Minister of Education
- In office 1976–1984
- Appointed by: Raúl Castro
- President: Fidel Castro

Deputy Minister of Education
- In office 1974–1976
- Appointed by: Raúl Castro
- President: Fidel Castro
- Preceded by: Position established

Personal details
- Born: 10 September 1929 Santiago de Cuba, Cuba
- Died: 23 January 2020 (aged 90) Havana, Cuba
- Party: Communist Party of Cuba
- Spouse: José Ramón Fernández
- Education: University of Oriente (Cuba)
- Awards: Order of Playa Girón

Military service
- Allegiance: Republic of Cuba
- Branch/service: Cuban Revolutionary Army, Cuban Revolutionary Armed Forces
- Years of service: 1953–1970
- Rank: Captain
- Battles/wars: Cuban Revolution

= Asela de los Santos =

Cuban revolutionary and educator (1929–2020)

Asela de los Santos Tamayo (10 September 1929 – 23 January 2020) was a Cuban teacher, revolutionary leader and politician. She was a cofounder and the secretary general of the Federation of Cuban Women (FMC). She served as Deputy Minister, then First Minister of Education in the government of the Communist Party of Cuba.

== Early life ==
De los Santos was born on 10 September 1929 in Santiago de Cuba, Cuba.

De los Santos studied to became a teacher at the University of Oriente (now known as the University of Santiago de Cuba).

As a student, de los Santos became politically active against the U.S. aligned Fulgencio Batista dictatorship.

== Revolutionary activity ==
After the 1953 attack on the Moncada Barracks by the 26th of July Movement, which sparked the Cuban Revolution, de los Santos joined the Cuban Revolutionary Army. She helped the surviving fighters from the Moncada Barracks action and taught soldiers to read.

In November 1956, de los Santos was one of the organisers of an armed action in Santiago de Cuba, then in 1957 transported fighters to join Fidel Castro in the Sierra Maestra mountain range with fellow revolutionaries Celia Sánchez and Vilma Espín.

At the 2012 Havana Book Fair, de los Santos said of this time that:

== Governmental roles ==
After the victory of the Cuban Revolution, de los Santos took responsibility for education in all of the Oriente province. From 1966 to 1970, she was director of education for the Cuban Revolutionary Armed Forces, holding the rank of Captain and organising the education of both rural children in reopened local schools and all illiterate soldiers in combatant study groups.

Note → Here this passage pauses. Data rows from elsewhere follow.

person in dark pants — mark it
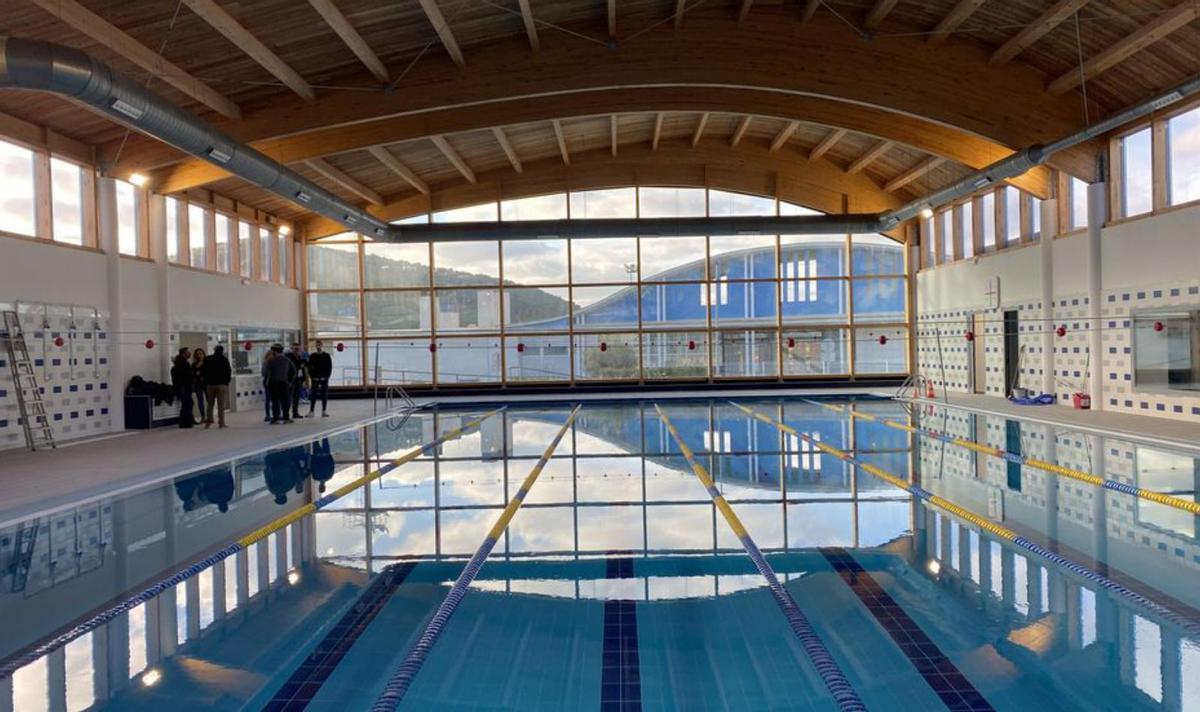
[308,341,334,418]
[264,343,296,425]
[192,348,209,423]
[200,343,233,430]
[262,348,275,423]
[170,346,196,427]
[288,343,308,419]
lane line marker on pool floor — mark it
[371,405,583,712]
[654,405,866,712]
[730,401,1200,636]
[0,407,504,680]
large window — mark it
[306,187,907,385]
[1121,126,1154,217]
[1068,178,1087,229]
[187,203,209,269]
[114,180,144,256]
[163,198,179,262]
[979,192,996,252]
[1133,309,1200,391]
[50,158,84,245]
[959,201,974,259]
[1166,108,1200,205]
[1004,185,1021,245]
[238,220,254,279]
[0,140,37,237]
[216,213,233,274]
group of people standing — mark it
[263,341,334,425]
[170,341,334,429]
[170,345,233,429]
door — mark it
[967,313,988,394]
[1004,310,1021,397]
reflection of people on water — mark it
[175,467,234,511]
[312,437,334,492]
[264,445,308,504]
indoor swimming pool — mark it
[0,396,1200,712]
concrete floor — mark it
[908,393,1200,449]
[0,388,890,527]
[0,400,384,527]
[7,388,1200,527]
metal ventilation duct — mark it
[0,37,389,235]
[0,37,1200,241]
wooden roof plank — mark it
[846,140,895,174]
[182,0,317,101]
[929,0,986,44]
[809,128,846,161]
[418,0,467,67]
[307,153,384,205]
[988,0,1092,67]
[430,134,476,183]
[1046,0,1200,94]
[308,0,388,82]
[30,0,241,119]
[367,145,430,196]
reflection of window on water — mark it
[1134,445,1200,538]
[1133,310,1200,390]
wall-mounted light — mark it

De los Santos was one of the founder members of the Communist Party of Cuba, served on the Party Central Committee for three terms (1975–1991) and was appointed by Raúl Castro to serve as the Deputy Minister of Education in 1974, then as Minister of Education in 1979. In these roles she played a central part in the national Cuban Literacy Program and met with Ethiopian Minister of Education, Goshu Wolde, when he led a delegation in 1979 to study Cuban teaching methods.

With Espín, de los Santos was a cofounder of the Federation of Cuban Women (FMC), established in 1960, and served as the general secretary of the organisation. In 1960, when sugar mills and cane fields were under attack across Cuba shortly before the Bay of Pigs invasion, the Federation of Cuban Women created the Emergency Medical Response Brigades to mobilize women against counter-revolution. She was also a member of the national leadership of the Association of Combatants of the Cuban Revolution (ACRC).

In January 1966, de los Santos attended the Tricontinental Conference of African, Asian, and Latin American Peoples in Havana, Cuba.

== Marriage ==
De los Santos married José Ramón Fernández, a fellow founding member of the Communist Party of Cuba and the commander of Cuban defences during the Bay of Pigs invasion in April 1961. He was awarded the title of Hero of the Republic of Cuba. She was widowed in 2019.

== Later life ==
When her comrade Espín died in 2007, de los Santos spoke at her funeral.

In 2009, de los Santos was awarded with the Order of Playa Girón.

After the death of Fidel Castro in 2016, Raúl Castro appointed her as the Honorary Chair for the Study of the Thought and Work of Fidel Castro, which aimed to "promote the legacy" of the former Cuban leader.

== Death ==
De los Santos died on 23 January 2020 in Havana, aged 90. Her funeral was presided over by Raúl Castro, then First Secretary of the Communist Party of Cuba, and Miguel Díaz-Canel Bermúdez, President of the Republic of Cuba. Her ashes were interred at the Veterans Pantheon in the Colón Necrópolis in Vedado, Havana.